Contested divorces—like uncontested cases—involve you, your spouse and our office. We have been doing divorces since 1965 and have almost 100 years of divorce experience in our office. Your spouse has the option of hiring an attorney to represent them through the entire process—we STRONGLY suggest that you and your spouse each have their own attorney.
Contested divorces may also involve appraisers, doctors, psychologists, custodial evaluators, accountants and another experts or professionals to help you or the Court arrive at an answer to an issue or question.
A contested divorce means that the spouses DO NOT agree on all issues—sometimes not even agreeing on the need for a divorce. Contested divorces end in two ways: agreed settlement between the parties or a judge deciding on the disputed issue(s)
Or HOW LONG DOES IT TAKE? A contested divorce can take weeks, months and—sometimes, years. Depending on the issues at stake and if other professionals need to become involved, divorces can take quite some time. We do everything in our power to make the process as quick as possible—we know that no one wants a divorce “hanging over their head” for any long period of time.
We are located in Louisville, KY but can handle contested divorce in any Kentucky County. We can meet in person or do our consultations and other communication by phone and/or email if getting to our office is difficult or impossible.
You MAY NOT need to appear in Court. Often times we are able to reach an agreed settlement (either through attorneys and our clients or through mediation).
If you have children, Kentucky requires parties to attend a divorce education class called “Families In Transition.” The six-hour (either three two-hour sessions of two three-hour sessions) class is attended by both parties, separately, and any children from 5 years up to 18 years of age. The goal of the program is to help parents avoid many of the emotional and behavioral pitfalls often associated with divorce. Providers of the program can be found here.
We start with an initial consultation. We would need the following information at the initial consultation:
- Full names, dates of birth, addresses and social security numbers for you, your spouse and any children
- Date and place of Marriage
- You and your spouse’s employer, job title and approximate income
- Addresses where the children have lived in the last five years, if applicable
- The case number and location of any other court actions involving you, your spouse and/or any children
After the consultation, we prepare and file the Petition for Dissolution (after your review and signature) and serve your spouse either by certified mail or Sheriff. Once serve, your spouse has 20 days to file a Response.

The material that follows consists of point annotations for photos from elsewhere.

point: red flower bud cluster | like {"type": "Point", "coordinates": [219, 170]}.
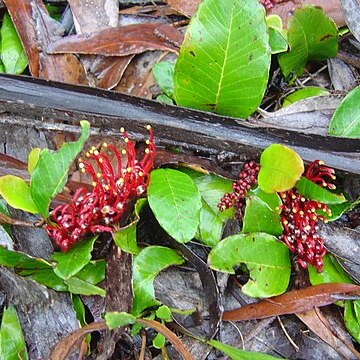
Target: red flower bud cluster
{"type": "Point", "coordinates": [247, 178]}
{"type": "Point", "coordinates": [299, 216]}
{"type": "Point", "coordinates": [97, 210]}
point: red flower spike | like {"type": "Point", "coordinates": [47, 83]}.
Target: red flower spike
{"type": "Point", "coordinates": [98, 210]}
{"type": "Point", "coordinates": [246, 179]}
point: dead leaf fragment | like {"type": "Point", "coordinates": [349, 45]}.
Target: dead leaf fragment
{"type": "Point", "coordinates": [121, 41]}
{"type": "Point", "coordinates": [294, 301]}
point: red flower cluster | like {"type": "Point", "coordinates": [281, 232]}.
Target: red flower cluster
{"type": "Point", "coordinates": [95, 211]}
{"type": "Point", "coordinates": [247, 178]}
{"type": "Point", "coordinates": [299, 216]}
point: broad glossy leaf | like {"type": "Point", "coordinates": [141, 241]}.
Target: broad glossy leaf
{"type": "Point", "coordinates": [262, 213]}
{"type": "Point", "coordinates": [312, 35]}
{"type": "Point", "coordinates": [212, 188]}
{"type": "Point", "coordinates": [266, 258]}
{"type": "Point", "coordinates": [175, 202]}
{"type": "Point", "coordinates": [81, 287]}
{"type": "Point", "coordinates": [352, 319]}
{"type": "Point", "coordinates": [332, 273]}
{"type": "Point", "coordinates": [125, 237]}
{"type": "Point", "coordinates": [304, 93]}
{"type": "Point", "coordinates": [164, 76]}
{"type": "Point", "coordinates": [70, 263]}
{"type": "Point", "coordinates": [12, 53]}
{"type": "Point", "coordinates": [50, 174]}
{"type": "Point", "coordinates": [313, 191]}
{"type": "Point", "coordinates": [118, 319]}
{"type": "Point", "coordinates": [280, 168]}
{"type": "Point", "coordinates": [346, 119]}
{"type": "Point", "coordinates": [224, 60]}
{"type": "Point", "coordinates": [12, 343]}
{"type": "Point", "coordinates": [147, 265]}
{"type": "Point", "coordinates": [237, 354]}
{"type": "Point", "coordinates": [16, 193]}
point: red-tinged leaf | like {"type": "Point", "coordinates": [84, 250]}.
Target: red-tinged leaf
{"type": "Point", "coordinates": [318, 324]}
{"type": "Point", "coordinates": [294, 301]}
{"type": "Point", "coordinates": [36, 30]}
{"type": "Point", "coordinates": [121, 41]}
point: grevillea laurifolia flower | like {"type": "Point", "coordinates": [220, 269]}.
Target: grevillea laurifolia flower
{"type": "Point", "coordinates": [299, 215]}
{"type": "Point", "coordinates": [113, 187]}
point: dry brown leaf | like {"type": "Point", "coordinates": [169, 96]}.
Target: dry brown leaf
{"type": "Point", "coordinates": [294, 301]}
{"type": "Point", "coordinates": [318, 324]}
{"type": "Point", "coordinates": [36, 30]}
{"type": "Point", "coordinates": [122, 41]}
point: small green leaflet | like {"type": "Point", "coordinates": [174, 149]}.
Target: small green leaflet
{"type": "Point", "coordinates": [175, 202]}
{"type": "Point", "coordinates": [280, 168]}
{"type": "Point", "coordinates": [266, 258]}
{"type": "Point", "coordinates": [312, 35]}
{"type": "Point", "coordinates": [224, 61]}
{"type": "Point", "coordinates": [12, 343]}
{"type": "Point", "coordinates": [13, 55]}
{"type": "Point", "coordinates": [346, 119]}
{"type": "Point", "coordinates": [146, 266]}
{"type": "Point", "coordinates": [50, 174]}
{"type": "Point", "coordinates": [236, 354]}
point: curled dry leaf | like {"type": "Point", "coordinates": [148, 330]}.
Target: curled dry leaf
{"type": "Point", "coordinates": [121, 41]}
{"type": "Point", "coordinates": [294, 301]}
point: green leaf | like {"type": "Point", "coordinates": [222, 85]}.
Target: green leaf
{"type": "Point", "coordinates": [236, 354]}
{"type": "Point", "coordinates": [266, 258]}
{"type": "Point", "coordinates": [159, 341]}
{"type": "Point", "coordinates": [93, 272]}
{"type": "Point", "coordinates": [175, 202]}
{"type": "Point", "coordinates": [224, 60]}
{"type": "Point", "coordinates": [313, 191]}
{"type": "Point", "coordinates": [50, 174]}
{"type": "Point", "coordinates": [210, 227]}
{"type": "Point", "coordinates": [146, 267]}
{"type": "Point", "coordinates": [304, 93]}
{"type": "Point", "coordinates": [12, 343]}
{"type": "Point", "coordinates": [118, 319]}
{"type": "Point", "coordinates": [125, 237]}
{"type": "Point", "coordinates": [212, 188]}
{"type": "Point", "coordinates": [332, 273]}
{"type": "Point", "coordinates": [280, 168]}
{"type": "Point", "coordinates": [164, 76]}
{"type": "Point", "coordinates": [262, 213]}
{"type": "Point", "coordinates": [33, 159]}
{"type": "Point", "coordinates": [81, 287]}
{"type": "Point", "coordinates": [346, 119]}
{"type": "Point", "coordinates": [70, 263]}
{"type": "Point", "coordinates": [352, 319]}
{"type": "Point", "coordinates": [36, 269]}
{"type": "Point", "coordinates": [164, 313]}
{"type": "Point", "coordinates": [12, 53]}
{"type": "Point", "coordinates": [16, 193]}
{"type": "Point", "coordinates": [311, 36]}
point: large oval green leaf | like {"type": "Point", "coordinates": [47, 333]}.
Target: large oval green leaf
{"type": "Point", "coordinates": [175, 202]}
{"type": "Point", "coordinates": [346, 119]}
{"type": "Point", "coordinates": [147, 266]}
{"type": "Point", "coordinates": [224, 61]}
{"type": "Point", "coordinates": [266, 258]}
{"type": "Point", "coordinates": [311, 36]}
{"type": "Point", "coordinates": [280, 168]}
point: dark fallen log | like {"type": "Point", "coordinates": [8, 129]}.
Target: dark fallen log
{"type": "Point", "coordinates": [45, 105]}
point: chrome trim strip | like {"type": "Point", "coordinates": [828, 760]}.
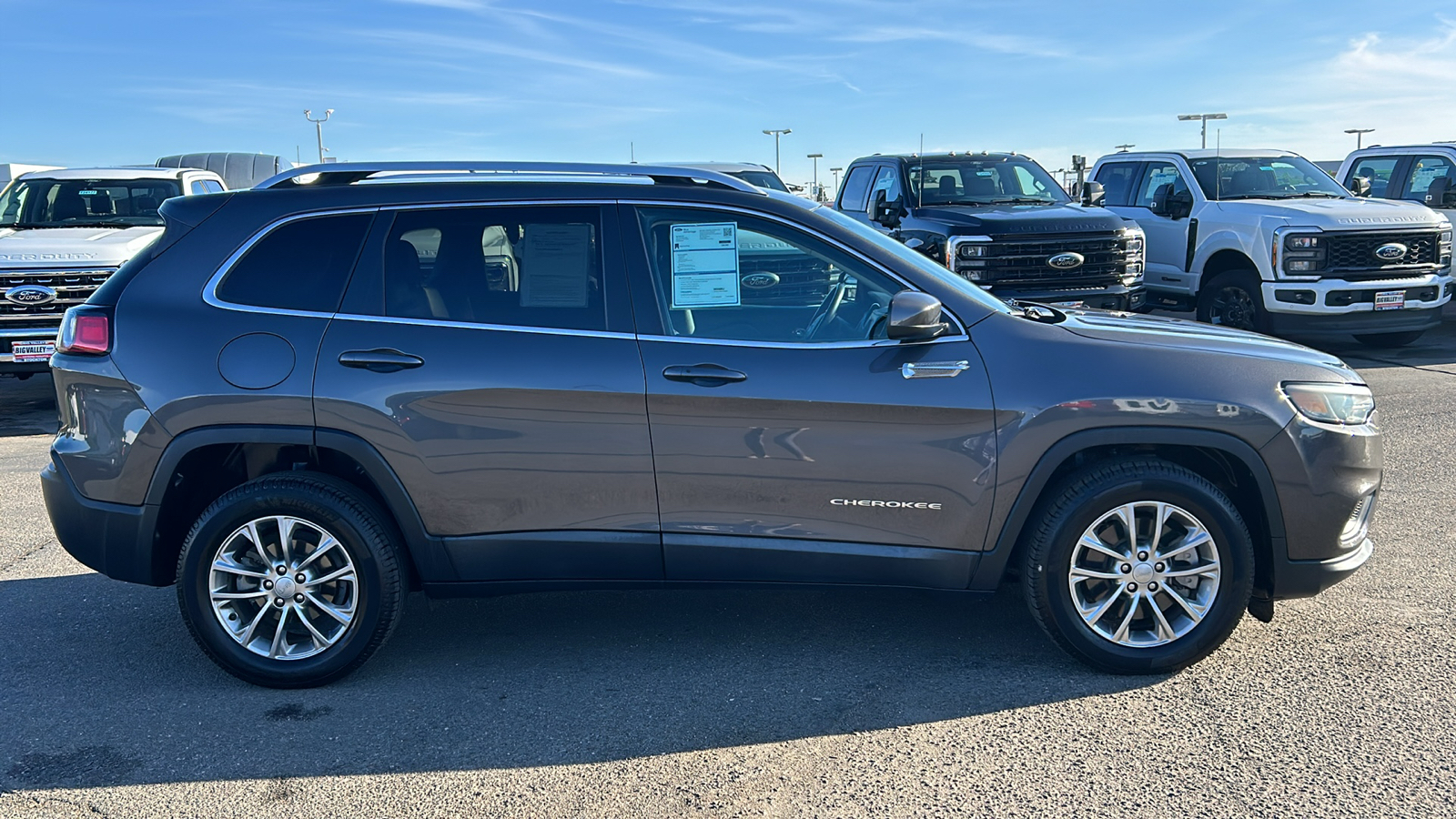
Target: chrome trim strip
{"type": "Point", "coordinates": [801, 344]}
{"type": "Point", "coordinates": [492, 327]}
{"type": "Point", "coordinates": [506, 167]}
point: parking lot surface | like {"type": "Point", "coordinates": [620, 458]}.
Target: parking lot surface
{"type": "Point", "coordinates": [852, 703]}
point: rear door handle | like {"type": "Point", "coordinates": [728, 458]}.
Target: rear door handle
{"type": "Point", "coordinates": [380, 360]}
{"type": "Point", "coordinates": [703, 375]}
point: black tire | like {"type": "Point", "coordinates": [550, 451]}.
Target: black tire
{"type": "Point", "coordinates": [1234, 299]}
{"type": "Point", "coordinates": [1390, 339]}
{"type": "Point", "coordinates": [363, 532]}
{"type": "Point", "coordinates": [1081, 500]}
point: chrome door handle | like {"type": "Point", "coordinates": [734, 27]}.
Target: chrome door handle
{"type": "Point", "coordinates": [703, 375]}
{"type": "Point", "coordinates": [934, 369]}
{"type": "Point", "coordinates": [380, 360]}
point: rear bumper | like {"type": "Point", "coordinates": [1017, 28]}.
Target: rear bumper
{"type": "Point", "coordinates": [113, 538]}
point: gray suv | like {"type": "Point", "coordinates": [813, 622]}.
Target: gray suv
{"type": "Point", "coordinates": [356, 380]}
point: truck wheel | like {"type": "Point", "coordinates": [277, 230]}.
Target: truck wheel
{"type": "Point", "coordinates": [290, 581]}
{"type": "Point", "coordinates": [1390, 339]}
{"type": "Point", "coordinates": [1138, 566]}
{"type": "Point", "coordinates": [1234, 299]}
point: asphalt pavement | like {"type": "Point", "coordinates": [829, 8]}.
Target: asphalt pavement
{"type": "Point", "coordinates": [854, 703]}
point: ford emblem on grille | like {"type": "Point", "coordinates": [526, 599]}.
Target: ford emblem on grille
{"type": "Point", "coordinates": [1065, 261]}
{"type": "Point", "coordinates": [1390, 252]}
{"type": "Point", "coordinates": [29, 295]}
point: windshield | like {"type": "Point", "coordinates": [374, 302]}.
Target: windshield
{"type": "Point", "coordinates": [919, 261]}
{"type": "Point", "coordinates": [1263, 178]}
{"type": "Point", "coordinates": [85, 203]}
{"type": "Point", "coordinates": [983, 181]}
{"type": "Point", "coordinates": [762, 178]}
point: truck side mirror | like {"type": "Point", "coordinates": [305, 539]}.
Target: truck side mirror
{"type": "Point", "coordinates": [915, 317]}
{"type": "Point", "coordinates": [883, 210]}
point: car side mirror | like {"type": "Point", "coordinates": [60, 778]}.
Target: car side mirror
{"type": "Point", "coordinates": [915, 317]}
{"type": "Point", "coordinates": [883, 210]}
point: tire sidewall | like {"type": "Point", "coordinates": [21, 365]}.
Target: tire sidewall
{"type": "Point", "coordinates": [194, 586]}
{"type": "Point", "coordinates": [1235, 577]}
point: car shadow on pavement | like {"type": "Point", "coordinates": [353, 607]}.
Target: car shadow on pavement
{"type": "Point", "coordinates": [104, 685]}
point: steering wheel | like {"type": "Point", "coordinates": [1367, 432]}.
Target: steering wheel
{"type": "Point", "coordinates": [827, 309]}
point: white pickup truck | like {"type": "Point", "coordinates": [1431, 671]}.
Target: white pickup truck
{"type": "Point", "coordinates": [1264, 241]}
{"type": "Point", "coordinates": [62, 234]}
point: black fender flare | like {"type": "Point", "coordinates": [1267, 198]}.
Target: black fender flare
{"type": "Point", "coordinates": [992, 567]}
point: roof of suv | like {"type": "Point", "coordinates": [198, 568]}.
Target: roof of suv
{"type": "Point", "coordinates": [116, 172]}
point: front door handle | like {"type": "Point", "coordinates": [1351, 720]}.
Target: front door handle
{"type": "Point", "coordinates": [380, 360]}
{"type": "Point", "coordinates": [703, 375]}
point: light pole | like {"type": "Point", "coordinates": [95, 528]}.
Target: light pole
{"type": "Point", "coordinates": [1205, 120]}
{"type": "Point", "coordinates": [776, 133]}
{"type": "Point", "coordinates": [1359, 135]}
{"type": "Point", "coordinates": [318, 124]}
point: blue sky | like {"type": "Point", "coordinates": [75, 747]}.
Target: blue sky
{"type": "Point", "coordinates": [96, 82]}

After your spouse files a Response, we share financial disclosures with each other and attempt to negotiate a settlement.
If settlement negotiation fails, we attend mediation—usually agree to or court-ordered. Mediation is often a successful way to settle the divorce. We have a tremendous amount of experience settling divorce before mediation, at mediation and after mediation.
If all issues are not settled and agreed to at mediation then the Court will schedule a Trial. With almost 100 years of experience, we are ready, willing and able to go to trial and fight for what you feel you deserve.